So, America just celebrated a holiday called “Valentine’s Day.” You may have heard something about it. Flowers, chocolates, romantic dinners … Personally, I can’t think of a better way to celebrate the anniversary of an act of martyrdom. Disclaimer the first: I love Valentine’s Day. From my perspective, Valentine’s Day has the potential to be a day full of random gestures of affection and general appreciation. And most everyone needs random gestures of affection and general appreciation, I think that’s pretty darn great. But there are some elements of Valentine’s Day that, for some, might be less than pretty darn great.
This past Valentine’s Day, I bought a rose for my beloved roommate, because she deserves happy things. Because it was meant as a surprise for later that afternoon, I spent most of the morning carrying it around. And because my acquaintances are good and caring people, I had the following conversation about six different times.

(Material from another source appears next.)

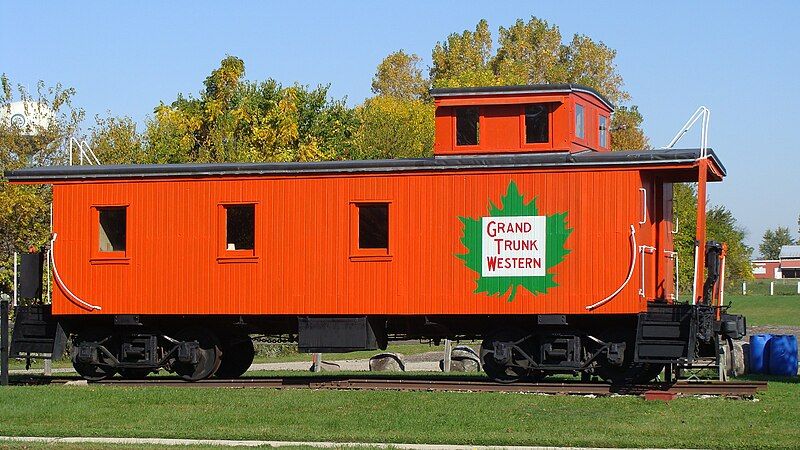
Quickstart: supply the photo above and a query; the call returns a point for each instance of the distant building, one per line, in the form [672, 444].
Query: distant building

“Oooh, who’s the lucky guy?”
“Oh, um, my roommate?”
“Oh, really? Oh, that’s totally cool. How is living together working ou-”

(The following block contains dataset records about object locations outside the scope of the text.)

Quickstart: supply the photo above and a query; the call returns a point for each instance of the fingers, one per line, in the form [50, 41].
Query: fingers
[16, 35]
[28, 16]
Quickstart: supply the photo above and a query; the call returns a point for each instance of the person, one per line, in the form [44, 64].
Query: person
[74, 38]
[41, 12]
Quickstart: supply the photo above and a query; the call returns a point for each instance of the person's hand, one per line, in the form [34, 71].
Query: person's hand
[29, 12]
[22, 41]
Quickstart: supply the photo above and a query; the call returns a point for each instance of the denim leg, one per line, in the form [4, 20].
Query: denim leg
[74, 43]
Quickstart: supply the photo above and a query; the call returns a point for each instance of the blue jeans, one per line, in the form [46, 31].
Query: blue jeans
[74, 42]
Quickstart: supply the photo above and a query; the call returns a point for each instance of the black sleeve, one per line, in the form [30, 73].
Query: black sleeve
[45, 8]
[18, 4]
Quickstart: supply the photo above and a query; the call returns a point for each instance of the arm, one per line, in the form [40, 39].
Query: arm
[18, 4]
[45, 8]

“Oh, no, we aren’t dating. This is just a little surprise!”
Disclaimer the second: I am a heterosexual female who is currently not in a relationship, and I don’t intend to speak for any experience but my own. But let’s break this down.
First of all, assuming anything about anyone’s love life is risky business. Of course, half of the people who I talked to weren’t assuming anything about my sexuality, but some might have been.

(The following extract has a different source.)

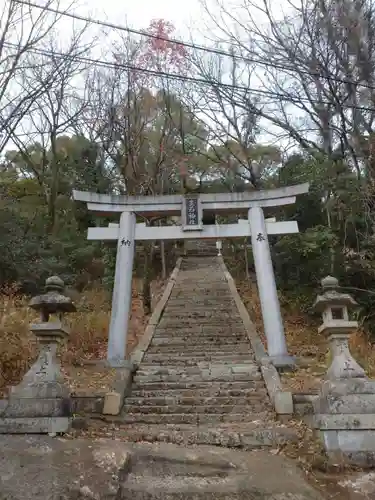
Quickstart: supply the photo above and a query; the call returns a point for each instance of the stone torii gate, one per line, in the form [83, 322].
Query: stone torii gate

Second, when I explained that the flower was for a female friend, the assumption was made that it was a quote-unquote “friend.”
Third, when I reiterated that my situation was decidedly not romantic, most responded with disappointment. Now, am I offended that people assume I’m straight? Not at all, mostly because I am. But that isn’t true of everyone. Am I offended that people assumed that my gesture was romantic? Nope, because my roommate is awesome and anyone who dates her is the luckiest. But that isn’t true of everyone. Am I offended that people assumed that I’m disappointed about being single? Double nope, because sometimes I’m right there with them. But that isn’t true of everyone.
Valentine’s Day can be awesome, and frankly, we as a country need all of the expressions of love that we can muster. But Valentine’s Day often comes with many assumptions made about gender, sexuality and the prioritization of the romantic that could be very hurtful depending on the individual. Caring about the lives of others is not a bad thing, and I don’t intend to imply otherwise.
But in that caring and conversation, Valentine’s Day or not, always remember to let love be love.